// the find
open-compass/opencompass
OpenCompass is an LLM evaluation platform, supporting a wide range of models (Llama3, Mistral, InternLM2,GPT-4,LLaMa2, Qwen,GLM, Claude, etc) over 100+ datasets.
OpenCompass is a benchmarking framework for evaluating LLMs across 100+ datasets covering reasoning, math, code, long-context, and subjective tasks. It supports both local HuggingFace models and API-based models (OpenAI, Claude, etc.) with distributed evaluation via a config-file-driven pipeline. Primary audience is ML researchers who need reproducible, standardized benchmark runs rather than vibe-checking a model.
The backend-agnostic inference layer is genuinely useful — you can swap between HuggingFace, vLLM, and LMDeploy with a single CLI flag, which matters when you're comparing models at different scales. The dataset coverage is wide and growing fast, with proper versioned configs so runs are reproducible (the hash suffixes on config filenames like `ARC_c_gen_1e0de5.py` serve a real purpose). The CascadeEvaluator added in 2025 lets you chain rule-based and LLM-judge evaluation steps, which is the right answer for math/reasoning benchmarks where regex matching alone fails. Active maintenance from a real org (Shanghai AI Lab) with CI pipelines and a public leaderboard means benchmark configs track model releases quickly.
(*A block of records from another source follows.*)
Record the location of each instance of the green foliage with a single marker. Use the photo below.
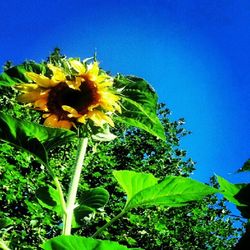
(16, 74)
(230, 190)
(202, 224)
(34, 138)
(48, 197)
(89, 201)
(174, 191)
(80, 243)
(139, 103)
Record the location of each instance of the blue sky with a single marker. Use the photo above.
(194, 53)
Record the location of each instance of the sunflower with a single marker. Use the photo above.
(68, 98)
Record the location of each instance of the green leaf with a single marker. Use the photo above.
(32, 137)
(81, 243)
(90, 200)
(174, 191)
(246, 167)
(238, 194)
(139, 102)
(16, 74)
(49, 198)
(230, 190)
(133, 182)
(5, 222)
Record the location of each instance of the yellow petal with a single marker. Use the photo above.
(41, 104)
(77, 66)
(26, 87)
(58, 74)
(41, 80)
(32, 96)
(51, 121)
(100, 118)
(72, 111)
(65, 124)
(82, 119)
(75, 84)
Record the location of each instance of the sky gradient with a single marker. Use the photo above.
(194, 53)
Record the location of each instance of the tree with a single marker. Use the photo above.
(24, 222)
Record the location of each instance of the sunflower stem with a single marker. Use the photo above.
(61, 196)
(82, 146)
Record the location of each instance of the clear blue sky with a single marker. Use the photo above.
(194, 53)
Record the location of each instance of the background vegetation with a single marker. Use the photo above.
(25, 223)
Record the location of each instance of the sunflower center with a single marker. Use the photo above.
(80, 100)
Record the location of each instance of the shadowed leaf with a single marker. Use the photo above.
(32, 137)
(174, 191)
(81, 243)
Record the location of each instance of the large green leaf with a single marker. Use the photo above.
(174, 191)
(133, 182)
(81, 243)
(89, 201)
(230, 190)
(139, 102)
(32, 137)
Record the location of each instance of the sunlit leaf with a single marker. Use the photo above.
(230, 190)
(139, 102)
(32, 137)
(174, 191)
(238, 194)
(89, 201)
(81, 243)
(133, 182)
(48, 197)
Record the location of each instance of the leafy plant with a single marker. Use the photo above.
(150, 147)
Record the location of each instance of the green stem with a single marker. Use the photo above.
(83, 142)
(109, 223)
(3, 245)
(61, 196)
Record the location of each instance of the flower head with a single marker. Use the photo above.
(86, 93)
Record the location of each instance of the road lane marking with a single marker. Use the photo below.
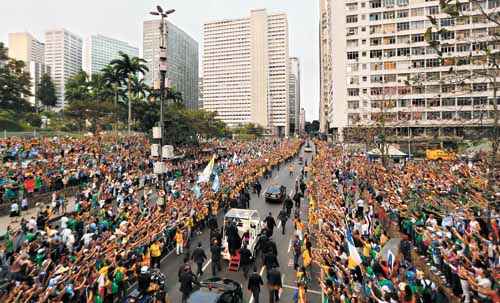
(316, 292)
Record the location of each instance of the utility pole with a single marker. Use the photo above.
(163, 72)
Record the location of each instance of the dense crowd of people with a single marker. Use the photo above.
(107, 241)
(367, 220)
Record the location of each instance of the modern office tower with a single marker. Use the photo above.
(246, 70)
(325, 48)
(63, 54)
(182, 59)
(294, 95)
(382, 66)
(200, 92)
(24, 47)
(99, 51)
(302, 121)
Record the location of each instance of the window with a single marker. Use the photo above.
(352, 19)
(447, 115)
(404, 51)
(417, 38)
(479, 87)
(376, 53)
(353, 92)
(432, 10)
(402, 13)
(464, 101)
(465, 115)
(403, 26)
(353, 104)
(375, 16)
(418, 51)
(463, 47)
(433, 115)
(448, 101)
(352, 55)
(389, 15)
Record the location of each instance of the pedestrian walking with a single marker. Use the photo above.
(199, 258)
(245, 260)
(187, 281)
(254, 284)
(216, 251)
(270, 223)
(283, 217)
(274, 284)
(179, 242)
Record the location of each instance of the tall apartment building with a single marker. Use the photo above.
(182, 59)
(99, 50)
(246, 70)
(302, 121)
(24, 47)
(294, 95)
(384, 47)
(325, 49)
(63, 53)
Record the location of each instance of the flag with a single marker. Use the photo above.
(197, 191)
(207, 172)
(216, 184)
(354, 258)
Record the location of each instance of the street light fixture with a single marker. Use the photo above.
(163, 69)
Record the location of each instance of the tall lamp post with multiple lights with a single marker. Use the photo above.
(163, 71)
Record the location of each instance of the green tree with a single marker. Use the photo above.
(46, 92)
(78, 88)
(127, 67)
(15, 84)
(483, 57)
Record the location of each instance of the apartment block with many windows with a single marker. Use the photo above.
(246, 70)
(383, 65)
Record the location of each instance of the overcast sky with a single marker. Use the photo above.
(122, 19)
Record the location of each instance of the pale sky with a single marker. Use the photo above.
(122, 19)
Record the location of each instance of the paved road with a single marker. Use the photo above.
(172, 262)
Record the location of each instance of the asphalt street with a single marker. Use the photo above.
(172, 262)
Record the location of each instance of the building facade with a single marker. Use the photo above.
(99, 51)
(246, 70)
(302, 121)
(325, 49)
(63, 54)
(24, 47)
(294, 95)
(384, 67)
(182, 59)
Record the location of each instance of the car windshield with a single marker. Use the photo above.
(273, 190)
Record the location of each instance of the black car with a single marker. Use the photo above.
(217, 290)
(275, 193)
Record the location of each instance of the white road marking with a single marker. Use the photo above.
(316, 292)
(206, 265)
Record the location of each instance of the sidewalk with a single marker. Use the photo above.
(5, 221)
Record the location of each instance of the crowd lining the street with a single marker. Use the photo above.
(99, 248)
(444, 211)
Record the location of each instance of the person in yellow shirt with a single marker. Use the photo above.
(179, 241)
(155, 252)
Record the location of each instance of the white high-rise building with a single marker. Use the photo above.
(99, 51)
(182, 59)
(24, 47)
(63, 54)
(294, 98)
(379, 49)
(246, 70)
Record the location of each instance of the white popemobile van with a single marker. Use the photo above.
(245, 219)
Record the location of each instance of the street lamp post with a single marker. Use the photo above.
(163, 71)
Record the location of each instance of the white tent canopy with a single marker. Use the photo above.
(391, 151)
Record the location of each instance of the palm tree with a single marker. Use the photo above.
(127, 67)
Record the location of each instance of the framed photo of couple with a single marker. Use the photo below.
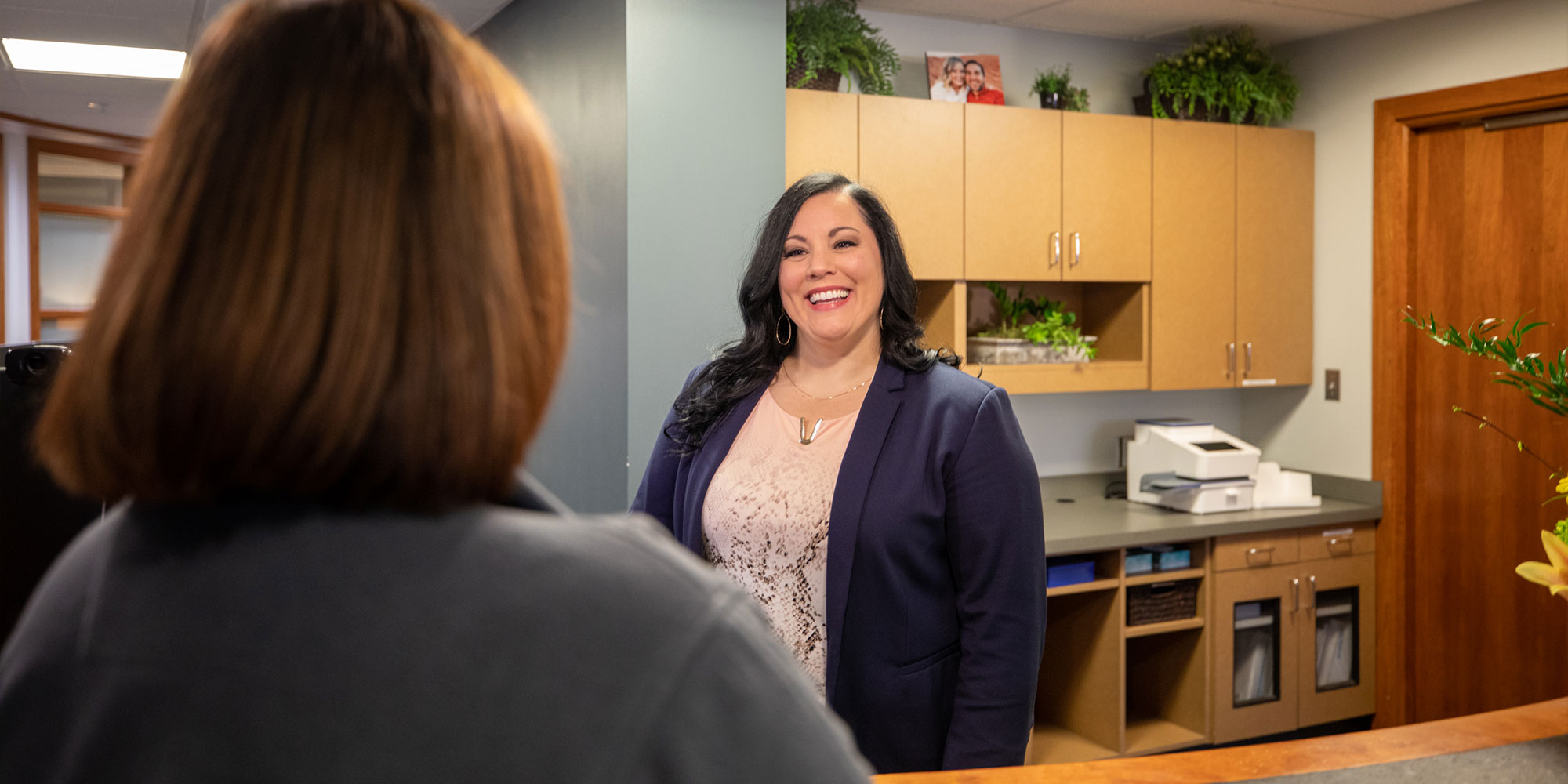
(965, 78)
Setup friction is real — datasets aren't bundled, you either wget a zip from a 2024 release or configure ModelScope, and the supported-dataset list for auto-download is a fraction of what the framework can run. The config system is Python-file-based mmcv-style, which is powerful but produces a proliferation of near-identical files with hash suffixes and no obvious way to know which is current without reading the docs. Dependency conflicts between inference backends (vLLM vs LMDeploy) require separate virtual environments, which the README buries as a tip rather than a first-class concern. The project is heavily oriented toward Chinese-language model evaluation (InternLM, Qwen, CEVAL, CMMLU get most attention) — if you're evaluating English-only models, you'll spend time filtering noise.